Phipps invites readers to start reading his text anywhere their interests take them and then read backward or forward. “That’s my kind of book,” he said.

In the 331 pages, chock full of historical and contemporary prints, cartoons, photographs and charts and a number of illustrations by Friedelwolf Wicke, an Austrian collaborator, I could not find a dull moment in this compendium of instructive blurbs, insights, digressions and hard-won historical truths.  

It’s not just about a little of everything, it also turns out that everything is one of the author’s favorite subjects. Is this not exactly the kind of spirit a STEM teacher would like to get across in a Science, Technology, Engineering and Math curriculum?

When I look out my window at the world, I see an infinitely complex place full of interrelated things. Poke it anywhere, ask a question like “why is the sky blue?” and that question will bore down and branch out into a thousand more questions which are all part of Physics. That’s why it’s such a great field. I don’t want to be a narrow expert in anything, but rather knowledgeable about it all. It is still possible! That’s one reason I wrote this book. I know there are a lot of you out there, who are curious, but are not encouraged by the way science is usually taught. You will notice it’s written here in a personal, narrative way, and that’s the same topic shows up in various ways in several chapters, rather than being organized in some hierarchy….The second reason for writing the book will become more clear in the very first chapter, where I insist that you are not entitled to your own facts. The Internet is a tremendous resource, but it has no filtering mechanism and it’s easy for one person’s particular opinion to become what “Einstein said.”

The first chapter, titled “Einstein said,” is characteristically not about what Einstein said, but rather what he didn’t say. Phipps explained: “In the crowd I run with, people are always saying ‘Einstein said….’ Well, he didn’t.”

The next chapter debunks a number of apocryphal sayings that are attributed to the Swiss theoretical and mathematical genius.

There are four sections in the book:

  • Basics
  • Who really did it first?
  • Modern Science and Engineering, the core of the big that romps through everything from relativity to machines, flight, electricity and electromagnetism , drones and robots, electronics and computers, biology lasers and nucleonic
  • Odds and Ends

“I like to start with numbers,” Phipps said, if only to make them accessible for that segment of audience, he says. “The ones who thought they could not learn it anyway and so they didn’t.”

He tells us he started wondering about the number 666, when he was on a train to Stockholm to a place where his grandmother lived 125 years ago, where he hoped to meet the modern descendants of his family.
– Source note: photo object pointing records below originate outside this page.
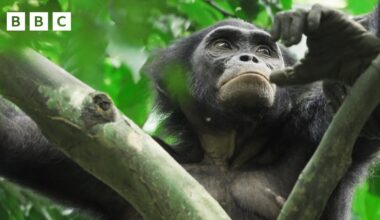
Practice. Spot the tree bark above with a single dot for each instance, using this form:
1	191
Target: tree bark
88	128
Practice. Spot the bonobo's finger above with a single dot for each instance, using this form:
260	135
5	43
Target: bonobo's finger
276	28
286	24
298	26
314	18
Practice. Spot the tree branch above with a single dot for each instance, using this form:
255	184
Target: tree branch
220	9
333	156
88	128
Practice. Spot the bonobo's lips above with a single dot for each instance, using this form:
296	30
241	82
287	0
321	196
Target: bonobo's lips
223	82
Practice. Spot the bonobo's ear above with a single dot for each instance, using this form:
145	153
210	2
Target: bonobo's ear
169	68
371	21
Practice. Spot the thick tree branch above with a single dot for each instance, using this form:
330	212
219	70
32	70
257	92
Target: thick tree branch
333	155
88	128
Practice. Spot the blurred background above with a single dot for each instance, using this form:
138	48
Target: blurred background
109	42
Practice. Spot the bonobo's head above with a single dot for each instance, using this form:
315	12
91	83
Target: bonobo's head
225	68
235	60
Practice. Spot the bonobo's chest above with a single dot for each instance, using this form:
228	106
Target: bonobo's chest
255	193
244	195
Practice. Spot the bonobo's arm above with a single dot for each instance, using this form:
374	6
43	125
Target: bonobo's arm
340	49
29	159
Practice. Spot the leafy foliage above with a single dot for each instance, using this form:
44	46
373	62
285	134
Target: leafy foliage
109	42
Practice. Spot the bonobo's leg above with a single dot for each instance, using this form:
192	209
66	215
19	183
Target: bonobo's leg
28	158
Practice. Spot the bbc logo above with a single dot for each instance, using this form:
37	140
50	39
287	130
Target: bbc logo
39	21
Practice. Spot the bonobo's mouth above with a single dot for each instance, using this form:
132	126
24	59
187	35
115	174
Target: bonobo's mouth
244	75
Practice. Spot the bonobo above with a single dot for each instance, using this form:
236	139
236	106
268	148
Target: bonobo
244	138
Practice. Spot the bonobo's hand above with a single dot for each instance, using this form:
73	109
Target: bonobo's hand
339	48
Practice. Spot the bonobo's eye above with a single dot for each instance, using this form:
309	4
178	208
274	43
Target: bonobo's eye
222	44
265	50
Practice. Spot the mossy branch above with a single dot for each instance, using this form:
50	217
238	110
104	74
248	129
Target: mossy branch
333	156
88	128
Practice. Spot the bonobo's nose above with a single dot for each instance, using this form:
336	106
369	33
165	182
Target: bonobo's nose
248	57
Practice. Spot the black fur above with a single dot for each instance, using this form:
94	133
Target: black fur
287	134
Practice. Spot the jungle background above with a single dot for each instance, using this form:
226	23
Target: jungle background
109	42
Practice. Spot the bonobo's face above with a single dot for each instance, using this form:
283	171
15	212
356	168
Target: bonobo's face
235	63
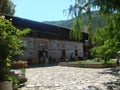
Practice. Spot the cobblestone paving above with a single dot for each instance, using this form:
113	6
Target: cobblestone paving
69	78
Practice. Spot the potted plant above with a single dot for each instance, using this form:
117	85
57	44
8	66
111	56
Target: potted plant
10	44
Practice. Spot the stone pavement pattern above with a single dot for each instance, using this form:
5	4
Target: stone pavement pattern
68	78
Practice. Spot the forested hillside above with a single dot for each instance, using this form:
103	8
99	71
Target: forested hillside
96	20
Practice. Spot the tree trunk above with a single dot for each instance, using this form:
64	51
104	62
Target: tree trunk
6	85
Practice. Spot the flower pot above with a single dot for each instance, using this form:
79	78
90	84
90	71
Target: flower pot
6	85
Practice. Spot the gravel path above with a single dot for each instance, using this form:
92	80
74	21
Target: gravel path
71	78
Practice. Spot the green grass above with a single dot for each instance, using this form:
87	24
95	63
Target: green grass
92	62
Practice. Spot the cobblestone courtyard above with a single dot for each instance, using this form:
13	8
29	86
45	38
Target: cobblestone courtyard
71	78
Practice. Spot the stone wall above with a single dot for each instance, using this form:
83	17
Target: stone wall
52	47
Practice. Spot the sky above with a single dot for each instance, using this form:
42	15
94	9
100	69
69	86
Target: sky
42	10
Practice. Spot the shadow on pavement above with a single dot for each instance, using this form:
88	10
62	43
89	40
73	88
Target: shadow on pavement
42	65
114	84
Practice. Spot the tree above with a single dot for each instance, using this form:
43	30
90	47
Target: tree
107	37
10	44
7	7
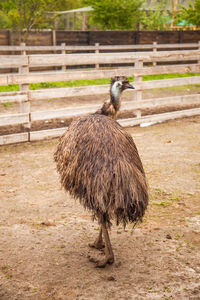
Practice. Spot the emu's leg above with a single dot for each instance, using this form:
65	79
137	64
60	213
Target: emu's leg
98	243
109	256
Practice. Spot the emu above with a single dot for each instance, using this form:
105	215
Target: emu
99	164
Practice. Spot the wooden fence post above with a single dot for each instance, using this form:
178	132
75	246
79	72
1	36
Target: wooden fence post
63	52
138	93
199	49
154	50
97	51
25	106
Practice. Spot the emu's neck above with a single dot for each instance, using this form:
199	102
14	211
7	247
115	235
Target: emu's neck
111	107
115	94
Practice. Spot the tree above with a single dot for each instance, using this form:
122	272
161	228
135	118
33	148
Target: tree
190	15
157	18
28	14
118	14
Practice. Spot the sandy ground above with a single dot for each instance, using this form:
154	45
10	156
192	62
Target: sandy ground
44	233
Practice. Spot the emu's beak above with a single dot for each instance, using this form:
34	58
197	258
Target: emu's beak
129	86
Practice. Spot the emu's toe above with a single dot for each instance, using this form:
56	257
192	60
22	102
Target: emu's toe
97	245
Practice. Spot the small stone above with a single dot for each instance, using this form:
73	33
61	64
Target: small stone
168	236
111	278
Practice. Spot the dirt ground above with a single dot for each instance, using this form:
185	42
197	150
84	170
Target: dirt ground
44	233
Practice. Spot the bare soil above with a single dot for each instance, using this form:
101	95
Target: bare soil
44	233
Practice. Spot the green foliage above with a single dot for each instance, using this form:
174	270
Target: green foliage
190	15
157	19
118	14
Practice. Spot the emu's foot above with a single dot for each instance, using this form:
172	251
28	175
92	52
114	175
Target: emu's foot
97	245
103	262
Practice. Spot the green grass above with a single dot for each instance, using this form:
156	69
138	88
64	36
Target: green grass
75	83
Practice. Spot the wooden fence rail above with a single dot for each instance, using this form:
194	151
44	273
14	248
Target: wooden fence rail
137	69
98	47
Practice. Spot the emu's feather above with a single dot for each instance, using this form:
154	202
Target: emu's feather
99	164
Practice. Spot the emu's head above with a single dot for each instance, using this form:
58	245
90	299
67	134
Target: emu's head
118	85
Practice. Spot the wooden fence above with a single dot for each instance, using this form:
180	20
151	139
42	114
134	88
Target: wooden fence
136	66
108	37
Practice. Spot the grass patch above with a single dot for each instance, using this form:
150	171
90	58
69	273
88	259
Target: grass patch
76	83
8	104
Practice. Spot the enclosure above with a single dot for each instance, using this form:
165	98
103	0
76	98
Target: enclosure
98	63
44	233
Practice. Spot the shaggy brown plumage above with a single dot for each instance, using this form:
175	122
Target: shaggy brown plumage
99	164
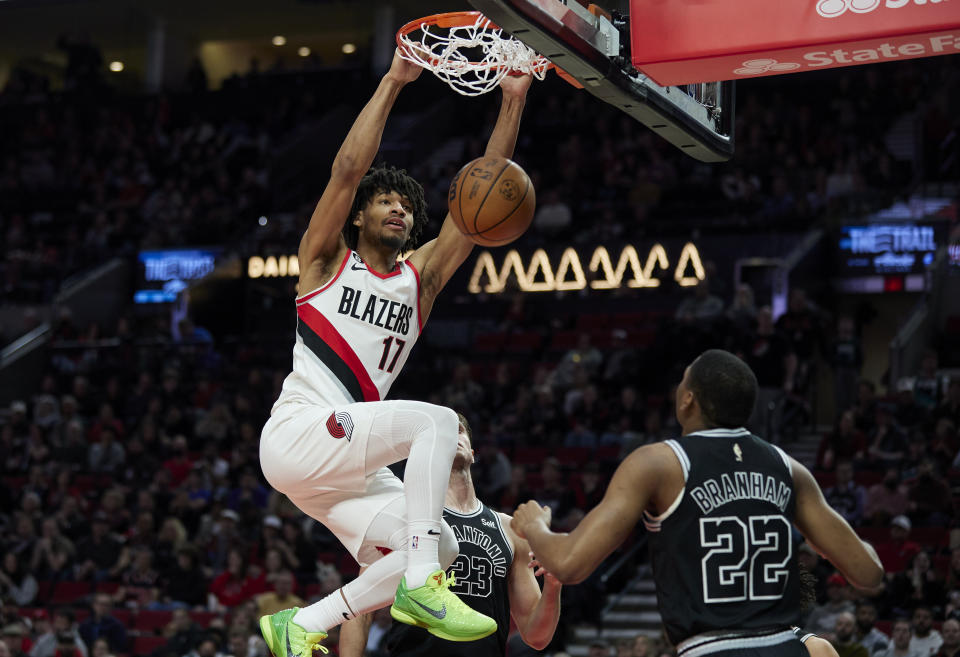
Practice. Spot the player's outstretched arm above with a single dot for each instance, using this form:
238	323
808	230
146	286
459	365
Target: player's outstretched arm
820	647
536	612
322	238
830	534
353	636
572	557
438	259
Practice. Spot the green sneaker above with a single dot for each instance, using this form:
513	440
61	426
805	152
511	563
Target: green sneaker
287	639
433	607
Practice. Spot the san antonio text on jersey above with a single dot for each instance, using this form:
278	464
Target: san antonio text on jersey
481	571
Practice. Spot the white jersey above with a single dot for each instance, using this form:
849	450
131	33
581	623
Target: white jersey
354	334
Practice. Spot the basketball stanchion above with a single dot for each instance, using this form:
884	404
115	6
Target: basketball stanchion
680	43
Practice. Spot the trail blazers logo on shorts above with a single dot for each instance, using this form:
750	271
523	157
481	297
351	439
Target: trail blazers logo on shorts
340	425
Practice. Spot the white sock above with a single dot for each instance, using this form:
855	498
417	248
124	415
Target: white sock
423	552
425	483
371	590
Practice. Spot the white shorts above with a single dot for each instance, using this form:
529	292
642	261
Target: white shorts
318	456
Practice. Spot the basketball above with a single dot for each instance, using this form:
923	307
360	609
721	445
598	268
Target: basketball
492	201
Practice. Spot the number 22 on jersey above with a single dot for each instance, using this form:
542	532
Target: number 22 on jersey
745	559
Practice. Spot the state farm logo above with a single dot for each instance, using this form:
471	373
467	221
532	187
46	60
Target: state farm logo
834	8
759	66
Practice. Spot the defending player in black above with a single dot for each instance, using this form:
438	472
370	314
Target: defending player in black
718	503
495	575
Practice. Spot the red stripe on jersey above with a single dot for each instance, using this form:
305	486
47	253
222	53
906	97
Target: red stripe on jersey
326	332
396	271
416	275
310	295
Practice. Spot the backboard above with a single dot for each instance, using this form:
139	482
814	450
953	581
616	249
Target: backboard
593	48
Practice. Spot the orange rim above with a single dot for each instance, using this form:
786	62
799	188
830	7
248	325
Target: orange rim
446	21
449	19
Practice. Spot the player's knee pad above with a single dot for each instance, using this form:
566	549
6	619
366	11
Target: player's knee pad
449	547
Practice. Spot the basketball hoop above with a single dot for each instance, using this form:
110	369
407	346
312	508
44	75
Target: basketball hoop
467	51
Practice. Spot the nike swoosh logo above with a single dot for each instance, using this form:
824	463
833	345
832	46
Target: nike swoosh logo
439	615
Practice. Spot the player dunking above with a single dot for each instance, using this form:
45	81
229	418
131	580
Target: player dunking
718	504
330	435
492	573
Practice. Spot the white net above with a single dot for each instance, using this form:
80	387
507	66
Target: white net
472	59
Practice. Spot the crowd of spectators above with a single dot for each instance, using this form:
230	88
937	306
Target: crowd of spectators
134	514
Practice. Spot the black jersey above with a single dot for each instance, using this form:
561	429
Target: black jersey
722	554
481	570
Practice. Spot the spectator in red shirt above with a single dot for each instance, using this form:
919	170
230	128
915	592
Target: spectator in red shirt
238	583
896	552
929	496
180	465
844	443
886	499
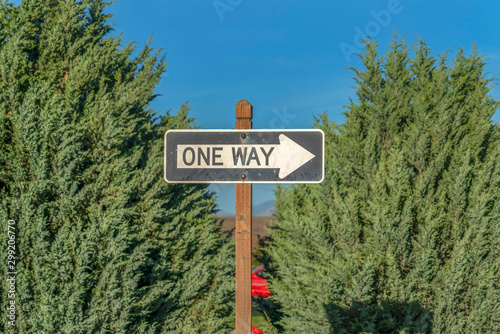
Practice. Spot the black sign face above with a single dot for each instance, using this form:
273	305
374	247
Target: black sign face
244	156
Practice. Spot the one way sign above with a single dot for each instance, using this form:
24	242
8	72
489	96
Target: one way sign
251	156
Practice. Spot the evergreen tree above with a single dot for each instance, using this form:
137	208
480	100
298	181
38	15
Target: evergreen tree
403	234
103	243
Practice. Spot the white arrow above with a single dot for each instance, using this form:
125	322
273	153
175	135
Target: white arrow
287	156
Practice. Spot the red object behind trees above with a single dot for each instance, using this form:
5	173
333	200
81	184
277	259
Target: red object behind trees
255	330
260	287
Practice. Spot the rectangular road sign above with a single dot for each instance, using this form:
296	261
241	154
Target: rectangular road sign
249	156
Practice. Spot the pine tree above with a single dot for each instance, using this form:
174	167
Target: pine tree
403	234
103	243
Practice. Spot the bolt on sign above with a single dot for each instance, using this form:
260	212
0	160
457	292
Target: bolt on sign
250	156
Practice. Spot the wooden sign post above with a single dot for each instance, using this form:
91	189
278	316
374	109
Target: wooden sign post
243	217
244	156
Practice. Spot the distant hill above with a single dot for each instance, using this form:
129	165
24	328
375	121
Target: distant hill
265	209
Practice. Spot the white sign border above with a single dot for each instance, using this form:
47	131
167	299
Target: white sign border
245	131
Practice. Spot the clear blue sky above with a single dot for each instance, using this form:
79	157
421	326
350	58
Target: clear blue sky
285	57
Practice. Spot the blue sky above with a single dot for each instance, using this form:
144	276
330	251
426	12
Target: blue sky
287	58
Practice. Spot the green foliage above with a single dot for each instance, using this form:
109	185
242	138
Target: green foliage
403	234
104	244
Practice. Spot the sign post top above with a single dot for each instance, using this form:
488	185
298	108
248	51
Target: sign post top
243	109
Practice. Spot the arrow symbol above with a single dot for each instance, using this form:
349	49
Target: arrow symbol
287	156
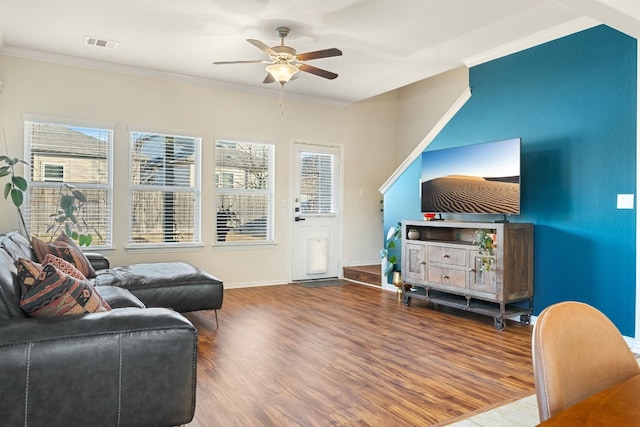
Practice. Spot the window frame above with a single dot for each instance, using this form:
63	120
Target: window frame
268	192
107	238
196	190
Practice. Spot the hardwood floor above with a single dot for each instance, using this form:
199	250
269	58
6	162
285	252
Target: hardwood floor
351	355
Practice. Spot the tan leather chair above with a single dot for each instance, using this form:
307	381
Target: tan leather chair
577	351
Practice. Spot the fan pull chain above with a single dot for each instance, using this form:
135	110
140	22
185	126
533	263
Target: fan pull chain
282	99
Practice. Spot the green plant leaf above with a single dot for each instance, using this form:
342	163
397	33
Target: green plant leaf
20	182
17	197
67	202
388	268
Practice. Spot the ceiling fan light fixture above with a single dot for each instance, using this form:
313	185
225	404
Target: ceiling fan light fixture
282	72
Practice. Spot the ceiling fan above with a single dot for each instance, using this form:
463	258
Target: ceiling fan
285	62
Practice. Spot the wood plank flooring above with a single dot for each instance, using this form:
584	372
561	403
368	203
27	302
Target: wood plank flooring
351	355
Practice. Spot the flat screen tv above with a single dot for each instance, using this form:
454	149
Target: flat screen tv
472	179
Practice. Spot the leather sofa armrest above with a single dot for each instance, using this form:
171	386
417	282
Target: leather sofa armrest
97	260
127	366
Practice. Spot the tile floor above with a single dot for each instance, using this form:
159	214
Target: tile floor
521	413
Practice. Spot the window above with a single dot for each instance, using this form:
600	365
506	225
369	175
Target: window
244	191
164	189
80	156
53	172
317	172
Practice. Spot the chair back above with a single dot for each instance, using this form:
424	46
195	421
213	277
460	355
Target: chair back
577	351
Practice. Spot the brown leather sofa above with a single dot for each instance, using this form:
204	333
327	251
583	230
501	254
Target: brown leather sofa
134	365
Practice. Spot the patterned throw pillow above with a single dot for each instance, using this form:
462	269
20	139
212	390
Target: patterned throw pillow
64	266
55	293
65	248
28	272
71	270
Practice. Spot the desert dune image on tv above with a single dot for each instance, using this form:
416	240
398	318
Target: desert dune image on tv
479	178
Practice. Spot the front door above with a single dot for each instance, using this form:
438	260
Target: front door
316	212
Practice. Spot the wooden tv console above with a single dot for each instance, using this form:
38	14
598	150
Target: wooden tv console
442	265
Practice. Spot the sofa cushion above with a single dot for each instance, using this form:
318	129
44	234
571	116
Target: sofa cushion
9	287
55	293
119	297
65	248
28	272
175	285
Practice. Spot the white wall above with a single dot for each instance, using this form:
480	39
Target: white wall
368	131
422	104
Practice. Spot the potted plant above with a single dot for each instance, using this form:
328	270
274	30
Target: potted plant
485	242
389	263
15	187
69	216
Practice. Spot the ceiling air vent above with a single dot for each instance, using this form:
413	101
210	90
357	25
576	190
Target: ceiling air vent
96	41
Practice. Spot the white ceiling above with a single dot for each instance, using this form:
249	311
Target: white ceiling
386	44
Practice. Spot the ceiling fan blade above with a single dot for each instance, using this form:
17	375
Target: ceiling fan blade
263	47
255	61
317	71
269	79
325	53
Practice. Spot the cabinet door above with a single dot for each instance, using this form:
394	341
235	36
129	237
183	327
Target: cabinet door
481	279
455	277
447	255
414	265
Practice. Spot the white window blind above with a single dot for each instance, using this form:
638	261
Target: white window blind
164	189
317	182
244	191
62	155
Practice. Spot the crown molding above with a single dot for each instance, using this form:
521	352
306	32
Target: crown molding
537	39
36	55
417	152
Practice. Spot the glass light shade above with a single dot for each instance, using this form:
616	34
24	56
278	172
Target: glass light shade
282	72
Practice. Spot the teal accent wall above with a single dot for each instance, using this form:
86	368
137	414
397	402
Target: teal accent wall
573	103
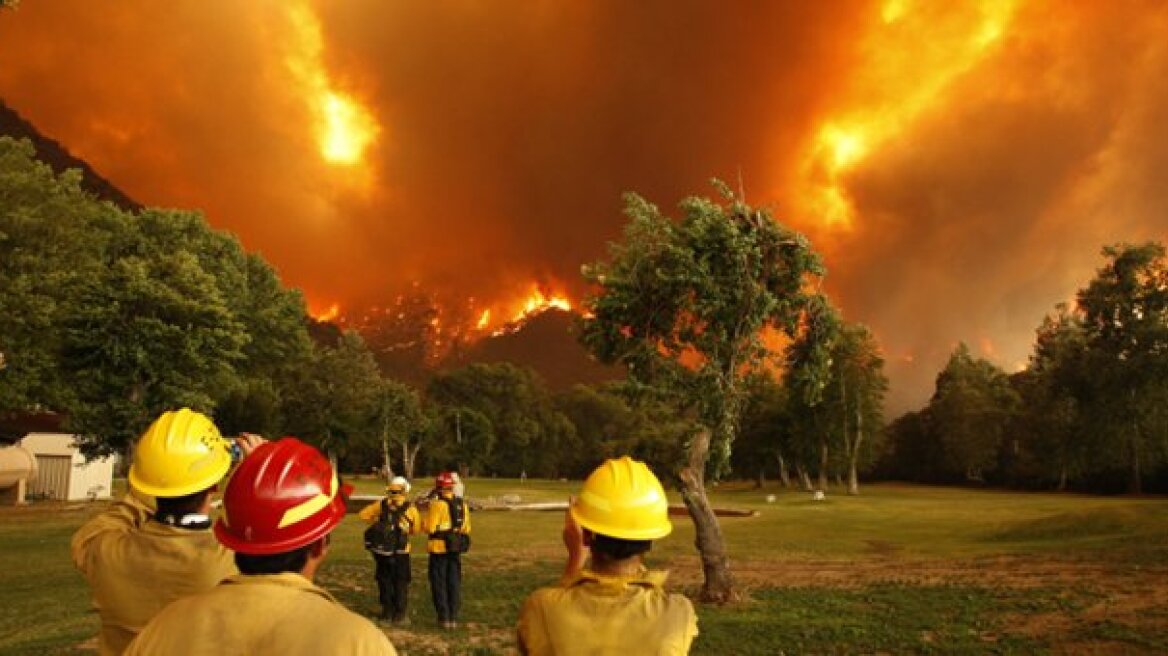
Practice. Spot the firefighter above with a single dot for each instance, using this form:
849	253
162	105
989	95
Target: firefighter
143	552
393	521
449	525
613	604
279	509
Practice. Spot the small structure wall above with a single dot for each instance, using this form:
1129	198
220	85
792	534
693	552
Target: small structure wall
64	474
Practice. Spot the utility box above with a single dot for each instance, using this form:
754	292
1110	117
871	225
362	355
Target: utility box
62	472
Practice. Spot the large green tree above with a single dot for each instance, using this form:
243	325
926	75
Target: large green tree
685	305
334	398
1054	388
971	410
856	393
402	424
1125	316
53	236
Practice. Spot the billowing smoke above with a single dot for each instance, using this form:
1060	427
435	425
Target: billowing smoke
959	165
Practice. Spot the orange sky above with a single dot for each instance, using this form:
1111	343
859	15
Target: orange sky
959	164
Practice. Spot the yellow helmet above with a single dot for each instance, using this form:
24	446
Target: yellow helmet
621	499
181	453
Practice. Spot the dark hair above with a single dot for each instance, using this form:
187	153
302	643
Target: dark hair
273	563
616	549
180	506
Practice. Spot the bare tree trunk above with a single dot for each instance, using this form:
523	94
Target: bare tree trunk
822	465
784	475
718	584
384	454
804	477
854	456
1135	484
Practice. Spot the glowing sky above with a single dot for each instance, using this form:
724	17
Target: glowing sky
959	164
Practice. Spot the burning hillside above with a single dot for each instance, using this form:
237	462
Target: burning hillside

He pulled out his ticket and showed it to the conductor and asked if number 666 was the right train. “And the conductor said, ‘Yes, This is the devil train and it’s going straight to hell and falling in.’”

So, Phipps, always interested in cross-examining superstition, looked into and traced it back to the Babylonians, and to make the story short, Phipps said, “The ancients had 12 signs of the zodiac and 3 potentates for each one. Multiply them together and you get 36, and if you add up all the numbers from 1 to 36, you get 666.” Transmitted by way of the Jewish Kabbalah, 666 was used in the New Testament’s Book of Revelations as “the number of the Beast.”

“People lie to make things weird, powerful and strange, Friday the 13th and all that crap, the way I think about it,” Phipps said, who sees the need these days to emphasize that science is not just about faith or beliefs, but it is inextricably tied to reality. And now he has a whole book to back him up.